Now we arrive at the fun part. The authors derive the ECC score to compare mutations of natural sequences and N80 sequences. The idea is to see if the expression variation (sd) is bigger or smaller among natural sequences compared to randomized synthetic sequences, as explained in figure 3A. Based on the natural sequences, a pool of selected variants of the consensus promoter are derived so that the number of sequences at each Hamming distance from the consensus promoter sequence was the same for the natural and simulated sets. Then a second set of random sequences that are restricted to 1 mismatch away from all natural occurring orthologues are sampled to make the correction fator C. And the corrected ECC is defined as log($/sigma$c/$/sigma$B) - C.

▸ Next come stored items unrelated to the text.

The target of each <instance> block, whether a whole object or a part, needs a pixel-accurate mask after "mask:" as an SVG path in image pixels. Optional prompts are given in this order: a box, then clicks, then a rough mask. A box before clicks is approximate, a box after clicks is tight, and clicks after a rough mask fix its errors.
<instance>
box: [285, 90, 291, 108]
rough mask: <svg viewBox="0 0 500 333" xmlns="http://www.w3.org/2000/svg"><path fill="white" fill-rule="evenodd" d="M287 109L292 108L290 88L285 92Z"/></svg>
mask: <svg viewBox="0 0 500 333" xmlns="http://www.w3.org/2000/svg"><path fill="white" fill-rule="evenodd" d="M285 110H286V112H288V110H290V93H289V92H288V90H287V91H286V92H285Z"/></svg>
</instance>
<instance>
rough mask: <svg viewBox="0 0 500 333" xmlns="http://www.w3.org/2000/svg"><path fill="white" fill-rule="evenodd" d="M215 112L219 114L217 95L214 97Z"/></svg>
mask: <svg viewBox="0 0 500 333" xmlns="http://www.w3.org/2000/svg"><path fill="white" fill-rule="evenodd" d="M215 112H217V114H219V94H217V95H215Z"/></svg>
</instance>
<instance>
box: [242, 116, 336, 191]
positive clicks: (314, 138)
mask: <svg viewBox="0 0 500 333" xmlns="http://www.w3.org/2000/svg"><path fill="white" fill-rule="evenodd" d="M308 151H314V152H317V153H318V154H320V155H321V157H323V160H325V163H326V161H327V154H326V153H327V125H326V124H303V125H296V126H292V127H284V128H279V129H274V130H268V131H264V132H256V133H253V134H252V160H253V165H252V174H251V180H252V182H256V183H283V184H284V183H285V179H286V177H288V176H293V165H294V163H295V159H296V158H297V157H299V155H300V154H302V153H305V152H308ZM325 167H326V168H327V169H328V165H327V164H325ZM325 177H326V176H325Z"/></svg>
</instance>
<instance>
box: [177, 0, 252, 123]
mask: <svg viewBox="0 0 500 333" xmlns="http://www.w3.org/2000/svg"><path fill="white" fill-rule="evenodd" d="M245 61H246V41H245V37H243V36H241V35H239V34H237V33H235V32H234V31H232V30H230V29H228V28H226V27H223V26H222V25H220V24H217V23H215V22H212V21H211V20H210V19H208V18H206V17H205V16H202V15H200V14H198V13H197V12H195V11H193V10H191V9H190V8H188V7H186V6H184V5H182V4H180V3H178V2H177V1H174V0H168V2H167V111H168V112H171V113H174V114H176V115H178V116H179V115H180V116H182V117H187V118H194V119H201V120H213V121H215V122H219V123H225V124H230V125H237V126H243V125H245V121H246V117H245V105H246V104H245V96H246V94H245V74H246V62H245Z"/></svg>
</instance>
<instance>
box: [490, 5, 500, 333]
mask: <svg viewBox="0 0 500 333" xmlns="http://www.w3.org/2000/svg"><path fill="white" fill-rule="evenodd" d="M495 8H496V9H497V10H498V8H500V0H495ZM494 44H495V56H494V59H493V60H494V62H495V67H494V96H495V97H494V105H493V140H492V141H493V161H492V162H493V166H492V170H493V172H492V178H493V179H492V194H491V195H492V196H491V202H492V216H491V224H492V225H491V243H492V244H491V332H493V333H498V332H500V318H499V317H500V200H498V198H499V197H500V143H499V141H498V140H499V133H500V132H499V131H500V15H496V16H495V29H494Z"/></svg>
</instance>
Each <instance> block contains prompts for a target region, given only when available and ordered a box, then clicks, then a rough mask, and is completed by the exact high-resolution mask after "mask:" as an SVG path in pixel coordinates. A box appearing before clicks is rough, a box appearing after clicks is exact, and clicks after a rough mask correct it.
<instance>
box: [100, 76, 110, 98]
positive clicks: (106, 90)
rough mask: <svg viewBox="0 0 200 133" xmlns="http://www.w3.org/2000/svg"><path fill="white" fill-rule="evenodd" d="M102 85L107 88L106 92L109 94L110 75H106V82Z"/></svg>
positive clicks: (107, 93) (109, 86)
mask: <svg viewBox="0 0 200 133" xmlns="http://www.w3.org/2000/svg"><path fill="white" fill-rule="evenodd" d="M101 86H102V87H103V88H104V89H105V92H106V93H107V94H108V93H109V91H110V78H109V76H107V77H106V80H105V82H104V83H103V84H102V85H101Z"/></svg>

Fig. 3A of Vaishnav1 et al. The ECC for a gene is defined as log($\sigma$c/$\sigma$B) - C(constant correction factor)

That is actually kind of a breakthrough, as it goes beyond quantifying variations (dN/dS) in the promoter sequences but actually measuring the phenotypic plasticity of the promoter region of a gene. Now, we are not constrained to work with what are biological available, we can instead distill the evolutionary machanism that lead to the biological sequences we can observed today. High ECC ($\sigma$B is smaller than $\sigma$c) probably means conservation whereas low ECC probably means diversification.

After calculating the ECC of each gene, the model is useful to study the evolutionary aspect of promoter complexity. The authors found that high ECC is enriched in highly conserved cellular process while low ECC is enriched in adaptation related process.

“Thus, the ECC quantified stabilizing selection on expression in yeast and may even predict stabilizing selection on orthologs’ expression in other species. Genes”

Mutational robustness and evolvability

Next the authors looks into the portion of single nucleotide mutational neighbors of a consensus promoter that do not alter expression. They found that fitness responsivity (computed from the expression-to-fitness curves in glucose media, that’s another paper) positively correlated with mutational robustness of promoters.

Finally, the authors looked into evolability. There, they ranked mutations according to the expression change of the single nucleotide mutation neighbors compared to the consensus. As explained in the maintext, evolvable promoters can easily change their expression with mutation (thus more extreme differences?) while robust promoter can tolerate many mutations with stable expressions. The authors use these vectors of expression differences derived for each consesnsus sequences to train an autoencoder. Using the autoencoder, they found that there are the robust type (minima, robust and maxima) and plastic promoter archetypes.

Fig. 4B and C fo Vaishnav1 et al. Evolvability archetypes.

Then they feed the natural sequences into the autoencoder and found a strong negative correlation between a se- quence’s proximity to the plastic archetype and its mutational robustness.

Thoughts and conclusion

I think this paper really demonstrates how MAVE and ML can be used to address interesting questions in biology besides optimization problems.

This paper stands out in a way that its use of ML actually provide insights into the sequence’s evolutionary history and evolvability. It also provide us with a lot of useful details in analysing MAVE data, model building, summarizing orthologues sequences and interpreting ML models. It is so exciting to see that more and more evolution papers start to employ ML and perform more thought provoking analyses to test different evolutionary theories. There are still so much to unpack with this dataset and I do look forward to reading more discoveries on it.